The mastermind behind the plot is a billionaire-playboy-genius-transhumanist (Ben Foster) with an odd obsession with history, death and humanity’s extinction. Within this intricate death plot is of course, professor Robert Langdon, who finds himself in Florence after supposedly getting grazed by a bullet. To his care is Dr. Sienna Brooks (Felicity Jones), who is the movie’s most valuable player, as well as the most unpredictable character since Marcus and Mike from 1995’s Bad Boys.
Unpredictability is good and Felicity Jones was the golden key. Often happens in mystery thrillers, it is easy and sometimes highly predictable to figure out what is going to happen next. This was not the case in Inferno. While at points it was clear where the movie and certain characters were heading, Felicity Jones strikes like a whip. It is not until a specific moment in the movie that it instantly hits you: “Wow, I did not expect that!” Additionally, while Omar Sy was revealed to be the dirty cop of this tale, his unpredictable nature prevailed, as I was constantly debating whether he was good or evil. Trust, followed by passion, was the moral of the story.
After a ballad of trust issues between key characters, the World Health Organization and a security company that “doesn’t exist” (led by Irrfan Khan) aid Langdon in his search for the bio weapon (Inferno). Leading the WHO is Elizabeth Sinskey (Westworld’s Sidse Babett Knudsen). In Langdon’s dream she is Satan. But this is just as an allusion as it is an illusion. It may be for a short duration of the film, but Sinskey and Langdon have a passionate connection.
They belong for each other, but other passions stand in the way. Sinskey may love Langdon, but her heart is at the WHO. Likewise for Langdon, as much as he hates the bruising and the bleeding, he can’t deny that he loves embarking in life-threatening adventures involving symbology and historical figures, even if those adventures are just in the comfort of a college campus. Langdon wants love and solace with Sinskey, but like a Devil’s offer, it is a deal he simply can’t succumb to with a signature of blood. Inferno is not a love story, but the theme is definitely there, as we also experienced it through Felicity Jones and Ben Foster’s characters.

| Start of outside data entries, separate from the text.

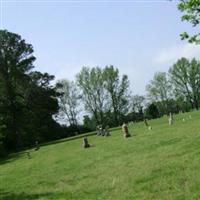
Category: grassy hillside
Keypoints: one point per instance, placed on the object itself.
(159, 164)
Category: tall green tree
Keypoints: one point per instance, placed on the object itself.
(69, 101)
(159, 90)
(91, 82)
(118, 92)
(16, 62)
(138, 102)
(191, 10)
(27, 99)
(185, 76)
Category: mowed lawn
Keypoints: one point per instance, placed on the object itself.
(163, 163)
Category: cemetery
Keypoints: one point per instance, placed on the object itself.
(161, 163)
(99, 100)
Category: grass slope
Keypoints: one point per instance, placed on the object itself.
(159, 164)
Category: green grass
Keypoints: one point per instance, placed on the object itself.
(161, 164)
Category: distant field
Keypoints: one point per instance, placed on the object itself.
(163, 163)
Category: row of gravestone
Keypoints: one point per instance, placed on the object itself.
(106, 132)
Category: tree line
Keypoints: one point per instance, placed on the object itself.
(32, 109)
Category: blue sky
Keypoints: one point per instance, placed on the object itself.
(138, 37)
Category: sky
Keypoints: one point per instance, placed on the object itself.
(139, 37)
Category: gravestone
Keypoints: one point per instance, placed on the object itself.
(125, 130)
(107, 132)
(85, 143)
(170, 120)
(28, 155)
(37, 146)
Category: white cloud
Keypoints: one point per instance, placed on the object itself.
(171, 54)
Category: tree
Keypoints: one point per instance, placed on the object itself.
(191, 10)
(152, 111)
(68, 100)
(159, 90)
(137, 103)
(118, 92)
(16, 62)
(27, 100)
(91, 82)
(185, 76)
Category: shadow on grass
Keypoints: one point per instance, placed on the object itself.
(14, 156)
(11, 157)
(24, 196)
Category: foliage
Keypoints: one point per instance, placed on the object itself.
(68, 101)
(191, 10)
(118, 92)
(162, 163)
(159, 90)
(185, 77)
(27, 101)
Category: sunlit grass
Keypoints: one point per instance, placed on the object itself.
(162, 163)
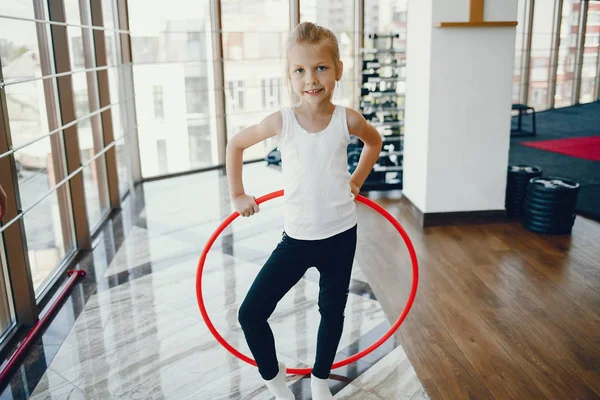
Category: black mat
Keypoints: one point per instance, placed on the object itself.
(571, 122)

Sienna Brooks was the principal villain of the story and her passion for Zobrist (Ben Foster) was priceless. Love existed between the doctor and the billionaire, but it was that passionate connection that led Brooks towards a fiery execution. When Zobrist killed himself to preserve the location of Inferno, he willed his trust to Brooks to finish the mission, and she didn’t hesitate.

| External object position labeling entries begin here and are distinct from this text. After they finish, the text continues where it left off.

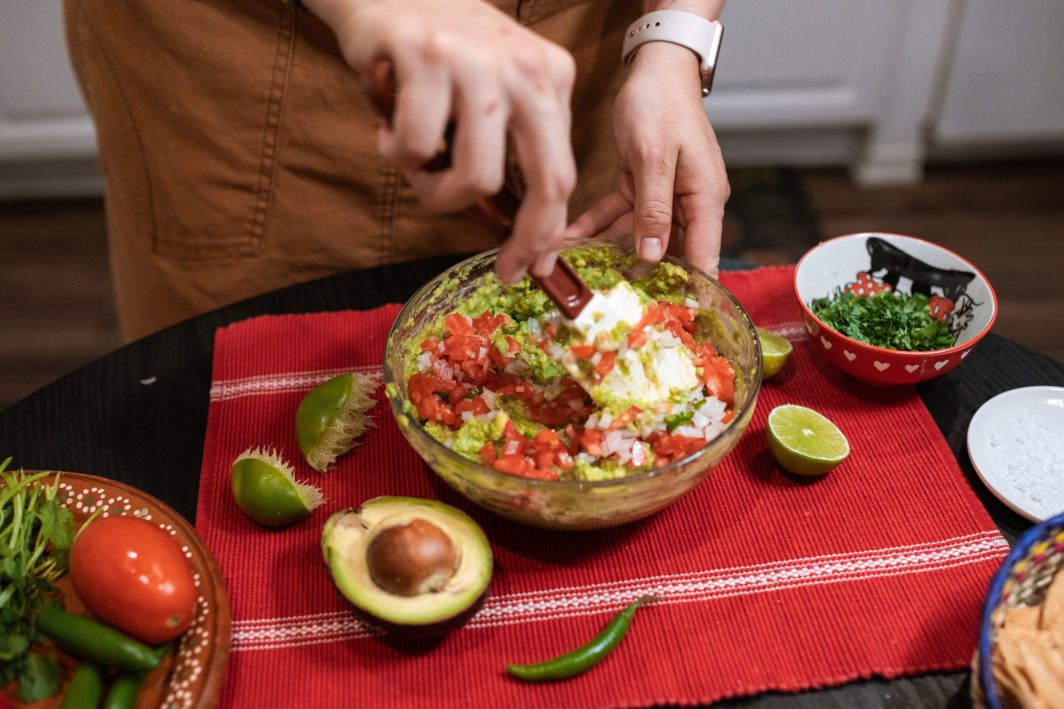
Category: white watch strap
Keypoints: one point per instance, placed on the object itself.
(688, 30)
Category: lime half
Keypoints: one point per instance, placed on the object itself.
(775, 351)
(332, 416)
(265, 489)
(803, 441)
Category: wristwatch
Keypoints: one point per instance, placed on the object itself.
(688, 30)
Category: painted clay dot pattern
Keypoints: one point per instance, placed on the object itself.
(200, 650)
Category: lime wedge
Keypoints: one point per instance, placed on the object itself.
(803, 441)
(775, 351)
(265, 489)
(332, 416)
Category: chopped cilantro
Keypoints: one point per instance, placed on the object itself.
(894, 320)
(672, 423)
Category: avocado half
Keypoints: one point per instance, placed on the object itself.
(408, 562)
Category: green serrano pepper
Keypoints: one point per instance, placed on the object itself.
(585, 657)
(85, 688)
(127, 685)
(93, 641)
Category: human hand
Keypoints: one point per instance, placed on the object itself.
(466, 62)
(672, 184)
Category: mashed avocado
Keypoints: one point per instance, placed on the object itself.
(594, 402)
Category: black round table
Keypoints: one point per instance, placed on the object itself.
(139, 415)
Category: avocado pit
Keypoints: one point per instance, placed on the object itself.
(409, 563)
(413, 558)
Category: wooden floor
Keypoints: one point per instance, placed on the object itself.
(1008, 218)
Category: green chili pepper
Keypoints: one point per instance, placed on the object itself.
(85, 688)
(127, 685)
(582, 658)
(89, 640)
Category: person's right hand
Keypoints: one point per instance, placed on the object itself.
(466, 61)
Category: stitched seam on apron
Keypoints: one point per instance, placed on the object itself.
(135, 129)
(271, 129)
(387, 208)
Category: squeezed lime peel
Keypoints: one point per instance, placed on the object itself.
(271, 508)
(348, 426)
(332, 416)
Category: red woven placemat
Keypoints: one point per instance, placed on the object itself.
(767, 582)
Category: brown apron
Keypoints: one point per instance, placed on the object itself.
(238, 151)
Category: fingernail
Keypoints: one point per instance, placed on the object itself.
(650, 248)
(545, 265)
(511, 277)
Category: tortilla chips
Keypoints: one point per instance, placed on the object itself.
(1028, 654)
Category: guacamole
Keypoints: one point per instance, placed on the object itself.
(633, 383)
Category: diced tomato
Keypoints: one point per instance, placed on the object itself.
(514, 464)
(547, 438)
(592, 440)
(637, 336)
(583, 351)
(485, 324)
(456, 325)
(510, 432)
(719, 378)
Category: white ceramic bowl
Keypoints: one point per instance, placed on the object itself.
(961, 295)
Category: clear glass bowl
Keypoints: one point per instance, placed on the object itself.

Together with unpredictability, strength of character and uncanny beauty, Felicity Jones as Brooks not only surprised us all as to her intentions, but actually made us hope that she succeeded. Disaster movies are abundant in today’s day and age, but we haven’t actually seen the apocalypse come to fruition on screen, to the extent that the villains in the story want it to. This guilty feeling was provoked in Inferno, but at the same time, weirdly enough, we also wanted Langdon to succeed and stop the apocalypse from occurring. The latter was felt the most, but Brook’s suicide was heart-breaking even to Langdon.

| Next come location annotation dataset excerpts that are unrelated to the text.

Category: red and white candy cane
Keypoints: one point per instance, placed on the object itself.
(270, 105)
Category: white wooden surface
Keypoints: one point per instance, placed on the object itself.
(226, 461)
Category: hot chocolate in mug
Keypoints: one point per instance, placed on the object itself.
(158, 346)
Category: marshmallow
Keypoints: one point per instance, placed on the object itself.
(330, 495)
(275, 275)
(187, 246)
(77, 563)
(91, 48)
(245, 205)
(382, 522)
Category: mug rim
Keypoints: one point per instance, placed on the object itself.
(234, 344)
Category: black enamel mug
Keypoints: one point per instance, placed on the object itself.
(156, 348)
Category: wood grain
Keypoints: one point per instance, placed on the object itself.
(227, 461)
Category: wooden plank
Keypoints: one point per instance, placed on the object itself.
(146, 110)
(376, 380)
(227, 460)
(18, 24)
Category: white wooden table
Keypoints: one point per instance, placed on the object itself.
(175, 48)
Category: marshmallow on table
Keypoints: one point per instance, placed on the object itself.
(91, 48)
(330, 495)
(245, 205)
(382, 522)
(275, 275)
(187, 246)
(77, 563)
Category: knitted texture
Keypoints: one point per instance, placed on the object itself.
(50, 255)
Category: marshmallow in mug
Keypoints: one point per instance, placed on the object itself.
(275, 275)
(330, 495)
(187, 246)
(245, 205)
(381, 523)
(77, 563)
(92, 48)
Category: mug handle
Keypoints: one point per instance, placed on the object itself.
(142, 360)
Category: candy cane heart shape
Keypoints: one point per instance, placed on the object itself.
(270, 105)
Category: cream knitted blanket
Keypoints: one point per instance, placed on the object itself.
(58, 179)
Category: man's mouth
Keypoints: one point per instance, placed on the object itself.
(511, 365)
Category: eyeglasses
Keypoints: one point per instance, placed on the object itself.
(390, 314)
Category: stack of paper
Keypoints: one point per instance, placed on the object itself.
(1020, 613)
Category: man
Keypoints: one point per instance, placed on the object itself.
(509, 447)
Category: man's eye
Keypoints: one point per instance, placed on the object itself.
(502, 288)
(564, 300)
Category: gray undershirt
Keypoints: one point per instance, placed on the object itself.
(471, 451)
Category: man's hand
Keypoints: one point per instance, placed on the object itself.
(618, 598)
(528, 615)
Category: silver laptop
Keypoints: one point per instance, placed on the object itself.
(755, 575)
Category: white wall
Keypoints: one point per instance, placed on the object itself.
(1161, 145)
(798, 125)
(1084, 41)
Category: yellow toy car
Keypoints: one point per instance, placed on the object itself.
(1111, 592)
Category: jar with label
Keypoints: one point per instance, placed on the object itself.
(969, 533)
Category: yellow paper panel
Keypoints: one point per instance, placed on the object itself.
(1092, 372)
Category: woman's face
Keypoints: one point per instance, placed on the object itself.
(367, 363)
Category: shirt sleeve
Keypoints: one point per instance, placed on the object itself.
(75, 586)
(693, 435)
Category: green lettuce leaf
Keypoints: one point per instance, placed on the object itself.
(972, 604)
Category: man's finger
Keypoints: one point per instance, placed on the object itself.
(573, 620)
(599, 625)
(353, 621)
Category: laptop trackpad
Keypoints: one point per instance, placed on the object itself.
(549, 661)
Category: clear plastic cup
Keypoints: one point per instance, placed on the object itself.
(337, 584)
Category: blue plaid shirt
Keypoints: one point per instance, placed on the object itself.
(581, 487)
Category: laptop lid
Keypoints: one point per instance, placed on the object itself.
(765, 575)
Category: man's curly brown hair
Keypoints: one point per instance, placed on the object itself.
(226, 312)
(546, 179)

In the end, Langdon came back to Florence and returned Dante’s Death Mask to the Palazzo Vecchio. We discovered that he wasn’t grazed by a bullet, but that he was actually a player of Extreme Kidnapping. Trust and passion brought Inferno’s characters to their knees, and for some, to their unfortunate end. Ron Howard’s Inferno was an astonishing sequel, and it would be a disappointment if we don’t see Robert Langdon back in action several times more.